Compte tenu des différentes instances qui se sont tenues dans un temps très court : CDN de rentrée, CDNE puis CDFN et maintenant un nouveau CDN en un mois, je ne vous ferai pas un topo traditionnel mais je vais vous livrer quelques éléments pour le débat que nous aurons en groupes pour dégager de l’actualité ce qui nous permet d’avancer dans nos revendications.
D’abord combattre l’idée reçue qui vise à dire que rien ne serait possible compte tenu des contraintes budgétaires et du budget de l’Etat. Des possibles existent si une volonté forte du politique dans la lutte contre l’évasion fiscale et l’optimisation fiscale se fait jour. Les « Pandora papers » nous le rappelle fortement. 11 300 milliards échappent à l’impôt de pays. En France on estime à 17 milliards d’euros en 2020 le coût de l’évasion fiscale. Avoir des revendications qui peuvent paraître utopiques dans le contexte ne le sont plus tant que cela si on adopte une politique de réforme de la fiscalité et un partage des richesses plus juste permettant le développement des services publics. Nous n’avons pas à confondre le combat politique et idéologique, la lutte de classes menée par le capitalisme et le libéralisme avec des moyens qui n’existeraient pas pour faire autrement.
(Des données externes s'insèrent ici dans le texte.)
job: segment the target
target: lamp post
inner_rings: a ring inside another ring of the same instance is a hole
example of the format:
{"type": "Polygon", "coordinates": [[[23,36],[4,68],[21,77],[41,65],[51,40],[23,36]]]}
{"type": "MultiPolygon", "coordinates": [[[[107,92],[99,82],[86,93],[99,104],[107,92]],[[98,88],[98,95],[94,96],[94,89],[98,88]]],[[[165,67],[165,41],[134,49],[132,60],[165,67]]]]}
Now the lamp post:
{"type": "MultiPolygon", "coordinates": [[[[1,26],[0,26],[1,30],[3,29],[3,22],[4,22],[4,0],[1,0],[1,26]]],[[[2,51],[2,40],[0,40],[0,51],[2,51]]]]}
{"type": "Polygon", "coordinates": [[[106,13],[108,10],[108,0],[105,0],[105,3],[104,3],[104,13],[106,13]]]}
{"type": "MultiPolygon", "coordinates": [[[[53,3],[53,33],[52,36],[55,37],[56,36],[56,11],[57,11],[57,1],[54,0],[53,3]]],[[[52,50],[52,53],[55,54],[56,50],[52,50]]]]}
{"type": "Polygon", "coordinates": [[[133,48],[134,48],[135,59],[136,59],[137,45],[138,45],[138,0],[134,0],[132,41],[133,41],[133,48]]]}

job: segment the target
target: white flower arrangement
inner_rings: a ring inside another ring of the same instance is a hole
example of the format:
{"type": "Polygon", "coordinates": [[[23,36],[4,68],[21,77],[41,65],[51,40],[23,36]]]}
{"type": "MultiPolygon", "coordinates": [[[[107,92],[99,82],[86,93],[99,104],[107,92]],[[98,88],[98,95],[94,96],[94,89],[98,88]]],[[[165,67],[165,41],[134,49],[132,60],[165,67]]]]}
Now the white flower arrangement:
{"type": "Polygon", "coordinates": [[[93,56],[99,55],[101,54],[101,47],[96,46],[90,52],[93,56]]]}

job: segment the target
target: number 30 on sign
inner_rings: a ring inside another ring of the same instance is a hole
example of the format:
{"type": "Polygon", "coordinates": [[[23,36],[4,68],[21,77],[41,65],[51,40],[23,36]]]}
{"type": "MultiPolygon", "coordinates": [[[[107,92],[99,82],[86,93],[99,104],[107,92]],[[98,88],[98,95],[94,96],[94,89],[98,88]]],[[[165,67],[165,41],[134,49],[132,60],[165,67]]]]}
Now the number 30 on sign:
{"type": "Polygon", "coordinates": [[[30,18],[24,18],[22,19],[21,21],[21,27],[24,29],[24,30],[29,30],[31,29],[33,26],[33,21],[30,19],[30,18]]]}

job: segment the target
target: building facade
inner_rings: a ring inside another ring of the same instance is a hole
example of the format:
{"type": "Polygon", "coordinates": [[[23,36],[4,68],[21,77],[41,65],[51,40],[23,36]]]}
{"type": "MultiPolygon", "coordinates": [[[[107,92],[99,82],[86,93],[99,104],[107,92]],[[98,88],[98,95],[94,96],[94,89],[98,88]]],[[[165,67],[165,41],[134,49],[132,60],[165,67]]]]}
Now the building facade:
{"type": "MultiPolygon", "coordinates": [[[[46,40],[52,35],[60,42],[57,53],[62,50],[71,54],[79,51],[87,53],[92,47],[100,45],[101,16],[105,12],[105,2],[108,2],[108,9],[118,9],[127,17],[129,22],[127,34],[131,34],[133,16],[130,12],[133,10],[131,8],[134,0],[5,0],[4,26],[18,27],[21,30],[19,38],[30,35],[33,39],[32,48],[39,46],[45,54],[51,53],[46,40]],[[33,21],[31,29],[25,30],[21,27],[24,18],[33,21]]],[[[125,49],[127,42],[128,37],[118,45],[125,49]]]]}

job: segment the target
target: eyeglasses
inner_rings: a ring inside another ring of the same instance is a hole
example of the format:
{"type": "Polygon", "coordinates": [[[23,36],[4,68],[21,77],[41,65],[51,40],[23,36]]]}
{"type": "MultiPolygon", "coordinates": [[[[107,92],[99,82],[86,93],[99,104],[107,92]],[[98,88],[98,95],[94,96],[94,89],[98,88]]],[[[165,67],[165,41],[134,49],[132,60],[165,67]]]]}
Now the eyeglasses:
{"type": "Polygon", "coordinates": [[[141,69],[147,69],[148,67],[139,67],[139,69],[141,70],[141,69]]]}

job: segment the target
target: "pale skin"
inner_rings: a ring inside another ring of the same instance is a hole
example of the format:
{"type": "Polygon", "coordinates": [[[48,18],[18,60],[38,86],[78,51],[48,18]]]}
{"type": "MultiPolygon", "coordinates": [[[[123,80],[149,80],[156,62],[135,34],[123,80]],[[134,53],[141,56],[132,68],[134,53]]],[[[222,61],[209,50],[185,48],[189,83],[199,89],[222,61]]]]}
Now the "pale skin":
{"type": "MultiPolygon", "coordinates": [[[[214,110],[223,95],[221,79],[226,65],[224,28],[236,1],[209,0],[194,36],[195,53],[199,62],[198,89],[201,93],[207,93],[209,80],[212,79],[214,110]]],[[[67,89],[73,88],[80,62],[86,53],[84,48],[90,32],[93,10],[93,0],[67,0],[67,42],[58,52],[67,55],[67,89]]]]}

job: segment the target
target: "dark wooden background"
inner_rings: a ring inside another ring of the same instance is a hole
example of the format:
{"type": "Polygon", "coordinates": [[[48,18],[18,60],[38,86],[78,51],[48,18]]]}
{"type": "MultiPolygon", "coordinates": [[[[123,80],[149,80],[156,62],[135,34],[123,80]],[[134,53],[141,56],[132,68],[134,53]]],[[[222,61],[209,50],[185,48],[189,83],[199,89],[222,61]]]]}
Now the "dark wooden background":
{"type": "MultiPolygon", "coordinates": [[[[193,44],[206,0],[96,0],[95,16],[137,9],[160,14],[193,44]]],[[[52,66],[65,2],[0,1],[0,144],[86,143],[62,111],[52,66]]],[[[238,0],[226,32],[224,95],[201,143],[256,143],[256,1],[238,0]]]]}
Un petit retour sur le 5 octobre
Le 5 octobre n’a pas été une mobilisation exceptionnelle mais elle aura au moins eu le mérite d’exister dans le contexte. Au moment de cette mobilisation interprofessionnelle à laquelle appellent ont appelé cinq organisations syndicales de la fonction publique (CGT, FO, FSU, Solidaires et FA-FP) l’IFOP a publié un sondage sur « le rapport des Français aux fonctionnaires à l’heure de la manifestation du 5 octobre ». Même s’il faut avoir en tête que ce sondage a été commandé par un organisme privé Cartegrise.com qui vise la dématérialisation des demandes d’immatriculation, il nous faut regarder les résultats, non pour en faire une vérité mais parce qu’il donne une image de ce que pensent les sondés et qui va à rebours de ce que nous portons en se prononçant « en faveur de plusieurs pistes de réforme touchant au statut des fonctionnaires dans notre pays » : 76 % sont favorables à l’alignement des régimes de retraite des fonctionnaires sur ceux du privé, tant chez les sympathisants de gauche (73 %) que ceux proches de la droite (87 %); 65 % « adhèrent à la proposition d’augmenter le temps de travail des fonctionnaires et 55 % ne seraient pas opposées à la remise en cause de leur sécurité de l’emploi ; 52 % des personnes interrogées adhèrent à la baisse des effectifs avec un clivage droite gauche, 36 % des sympathisants de gauche contre 70 % des électeurs proches de la droite. Les sous-investissements, la casse des services publics, les suppressions massives de postes fragilisent ces services publics et nuisent au service rendu pour les usagers. Il y a donc une certaine colère qui s’exprime vis-à-vis d’eux et de ses agents sans que ces usagers n’analysent les raisons pour lesquels de tels dégradations existent. Face aux difficultés, les usagers en viennent eux même à demander les transformations voulues par le gouvernement. Nous avons à mieux expliquer encore la nécessité des services publics, leur indispensable renforcement (le contexte COVID doit nous y aider) et dire ce que provoquerait augmentation du temps de travail, fin de la sécurité de l’emploi et retraites alignées sur le privé.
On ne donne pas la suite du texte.